At last, we agreed. Bonnie Sheehan, the founder of Hearts for Hounds, was delighted when we selected one of her eight bearded collie/miniature poodle pups – especially since we have a large backyard. The doggy deed was done. Soon, Baxter was driving home with his new family. What a surprise!

Here’s a composite of one half-hour with Baxter. All of these stories are true; the names have not been changed. I’ve read enough of Cesar Millan’s “Perfect Dog” book to know that I’m not a dog whisperer, but I’d better learn quickly.

· Baxter stands playfully in front of the water dish so Buddy the cat can’t get any. The other dog, Boo -- irritated he’s become a puppysitter -- rushes over and herds Baxter into his crate, standing guard until our feline has a chance to drink.

· Baxter races over to Boo’s dish (even though there’s food in his own bowl), grabs a few bites and flees – knowing that this action could trigger chaos. Which it does: Boo doesn’t quit a barking for 10 minutes. Manners, Baxter. Manners!

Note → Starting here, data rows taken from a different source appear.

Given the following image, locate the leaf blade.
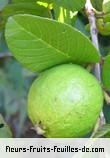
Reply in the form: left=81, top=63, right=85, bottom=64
left=5, top=14, right=100, bottom=72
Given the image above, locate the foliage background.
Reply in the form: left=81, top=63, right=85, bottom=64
left=0, top=0, right=110, bottom=137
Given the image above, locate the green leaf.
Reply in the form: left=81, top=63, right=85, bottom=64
left=0, top=114, right=12, bottom=138
left=102, top=55, right=110, bottom=90
left=5, top=15, right=100, bottom=72
left=93, top=124, right=110, bottom=138
left=0, top=0, right=8, bottom=10
left=36, top=0, right=86, bottom=11
left=2, top=2, right=50, bottom=20
left=56, top=0, right=86, bottom=11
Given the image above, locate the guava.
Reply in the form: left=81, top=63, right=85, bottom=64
left=0, top=114, right=12, bottom=138
left=28, top=64, right=103, bottom=138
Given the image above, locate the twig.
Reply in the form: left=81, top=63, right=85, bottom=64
left=85, top=0, right=105, bottom=126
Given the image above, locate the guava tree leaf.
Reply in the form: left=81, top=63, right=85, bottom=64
left=102, top=55, right=110, bottom=90
left=0, top=114, right=12, bottom=138
left=93, top=124, right=110, bottom=138
left=56, top=0, right=86, bottom=11
left=0, top=0, right=8, bottom=10
left=5, top=14, right=100, bottom=72
left=39, top=0, right=86, bottom=11
left=2, top=2, right=50, bottom=20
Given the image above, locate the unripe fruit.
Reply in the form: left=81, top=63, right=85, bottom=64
left=28, top=64, right=103, bottom=138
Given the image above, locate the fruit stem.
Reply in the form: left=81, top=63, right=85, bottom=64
left=85, top=0, right=105, bottom=126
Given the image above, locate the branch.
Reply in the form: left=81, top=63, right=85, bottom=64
left=85, top=0, right=105, bottom=126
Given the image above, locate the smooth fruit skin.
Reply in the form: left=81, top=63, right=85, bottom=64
left=28, top=64, right=103, bottom=138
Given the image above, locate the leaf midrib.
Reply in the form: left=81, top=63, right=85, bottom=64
left=8, top=17, right=71, bottom=59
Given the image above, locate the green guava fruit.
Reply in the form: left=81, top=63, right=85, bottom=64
left=28, top=64, right=103, bottom=138
left=0, top=114, right=12, bottom=138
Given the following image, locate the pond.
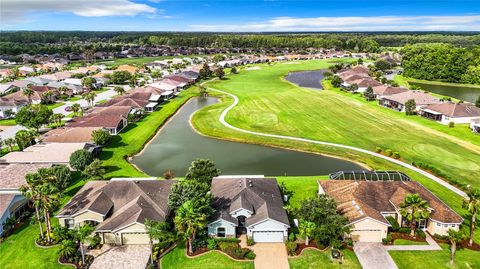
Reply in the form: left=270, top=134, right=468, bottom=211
left=285, top=70, right=326, bottom=90
left=133, top=97, right=363, bottom=176
left=410, top=82, right=480, bottom=103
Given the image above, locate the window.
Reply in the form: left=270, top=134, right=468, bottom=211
left=217, top=227, right=225, bottom=237
left=65, top=219, right=75, bottom=228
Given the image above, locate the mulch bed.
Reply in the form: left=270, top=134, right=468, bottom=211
left=385, top=233, right=427, bottom=245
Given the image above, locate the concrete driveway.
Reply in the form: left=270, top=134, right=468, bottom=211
left=90, top=245, right=150, bottom=269
left=249, top=243, right=290, bottom=269
left=353, top=242, right=398, bottom=269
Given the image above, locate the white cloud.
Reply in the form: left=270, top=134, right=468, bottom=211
left=0, top=0, right=156, bottom=24
left=189, top=15, right=480, bottom=32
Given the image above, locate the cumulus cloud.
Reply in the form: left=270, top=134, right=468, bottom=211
left=0, top=0, right=156, bottom=23
left=190, top=15, right=480, bottom=32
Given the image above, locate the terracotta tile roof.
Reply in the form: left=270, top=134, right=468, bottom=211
left=211, top=178, right=289, bottom=225
left=424, top=102, right=480, bottom=117
left=42, top=127, right=101, bottom=143
left=383, top=91, right=441, bottom=106
left=319, top=180, right=463, bottom=225
left=57, top=178, right=175, bottom=231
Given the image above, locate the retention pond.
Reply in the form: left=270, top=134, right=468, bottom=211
left=133, top=97, right=362, bottom=176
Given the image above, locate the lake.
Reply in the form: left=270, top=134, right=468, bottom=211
left=133, top=97, right=364, bottom=176
left=409, top=82, right=480, bottom=103
left=285, top=70, right=325, bottom=90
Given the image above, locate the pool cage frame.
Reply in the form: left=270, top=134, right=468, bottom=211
left=329, top=170, right=411, bottom=181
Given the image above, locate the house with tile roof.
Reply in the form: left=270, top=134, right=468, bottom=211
left=318, top=177, right=463, bottom=242
left=56, top=178, right=175, bottom=245
left=207, top=176, right=290, bottom=242
left=419, top=102, right=480, bottom=124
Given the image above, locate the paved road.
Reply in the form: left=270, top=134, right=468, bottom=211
left=385, top=233, right=442, bottom=251
left=208, top=87, right=466, bottom=197
left=353, top=242, right=398, bottom=269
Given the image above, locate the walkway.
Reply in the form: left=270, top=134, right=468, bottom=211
left=208, top=87, right=466, bottom=197
left=88, top=245, right=150, bottom=269
left=353, top=242, right=398, bottom=269
left=385, top=233, right=442, bottom=251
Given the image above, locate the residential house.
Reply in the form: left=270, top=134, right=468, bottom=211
left=0, top=161, right=51, bottom=235
left=380, top=91, right=442, bottom=112
left=207, top=177, right=290, bottom=242
left=318, top=177, right=463, bottom=242
left=57, top=178, right=175, bottom=245
left=41, top=127, right=102, bottom=143
left=372, top=85, right=408, bottom=100
left=420, top=102, right=480, bottom=124
left=67, top=106, right=132, bottom=135
left=0, top=143, right=98, bottom=165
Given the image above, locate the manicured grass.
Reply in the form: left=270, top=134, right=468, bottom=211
left=0, top=119, right=17, bottom=126
left=160, top=242, right=254, bottom=269
left=393, top=239, right=427, bottom=246
left=0, top=173, right=85, bottom=269
left=100, top=86, right=198, bottom=178
left=288, top=249, right=362, bottom=269
left=389, top=244, right=480, bottom=269
left=192, top=61, right=480, bottom=242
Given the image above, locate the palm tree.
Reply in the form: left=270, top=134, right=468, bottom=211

· ”Oh, Baxter, you pooped again,” I remark while cleaning up the kitchen floor. Going around the corner, I spot a giant puddle just before I step in it . Cleaning that up, I turn again and find wet footprints traipsed across the living room. Baxter apparently figured he should walk through the pool and stamp his mark on the hardwood floors. Out comes the Lysol, along with the paper towels. This happens daily.

· ”Play with me! Play with me!” Baxter seems to say, standing with his head down on his front paws, furiously wagging his tail. First he tries to convince Boo, but the old grump ignores him. Then he chases Buddy all over the house until the cat jumps onto the back of the couch. Buddy doesn’t want to play, either. Now, it’s my turn. He tugs on my pants! He leaps onto my legs until I pick him up! I can’t wait for Ryan to come home to take Baxter out and play ball. That, of course, will be a long time from now, so I realize I’ll have to stop writing and take him out myself.

· ”Give me that, Baxter! Give it to me! Thank you very much,” as I wrestle my shoe from his mouth. Slyly, he moves behind me into the closet and grabs the other shoe, running for dear life to the living room. At last I retrieve it before I realize Ryan’s socks are wound tightly in his mouth.

As I’ve been told, these puppy moments fly by quickly until the dog is an adult. Baxter, already stretched to twice his size, eats like a horse. The rescue gal thinks he won’t grow larger than 20 pounds. I’m not so sure.

Amid these exhausting baby moments, there are bright stars such as the mornings that the bickering dogs, still getting used to each other, surprise me. I awaken to find them curled up, sleeping side-by-side.

Then there are the quiet moments when Baxter, tired from playing puppy all morning, just wants to be held in my lap, which he soon won’t fit in. Or the more joyous moments when he thinks he’s in a rodeo, leaping around the living room floor like a bucking bronco, waving his toy duck.

All in all, we love our Baxman, even when he’s chewing my jacket, snapping at our toes, barking madly into Boo’s face or gloriously chasing the cat.

Perhaps the truth is this: Although we believed we adopted Baxter for Ryan, we unwittingly took him home for all of us. Because all too soon Ryan will be off to college, and we’ll be empty-nesters wishing our son would come home.

Instead, we’ll have Boo, Buddy and our youngest--the adorable but sometimes bad Bax.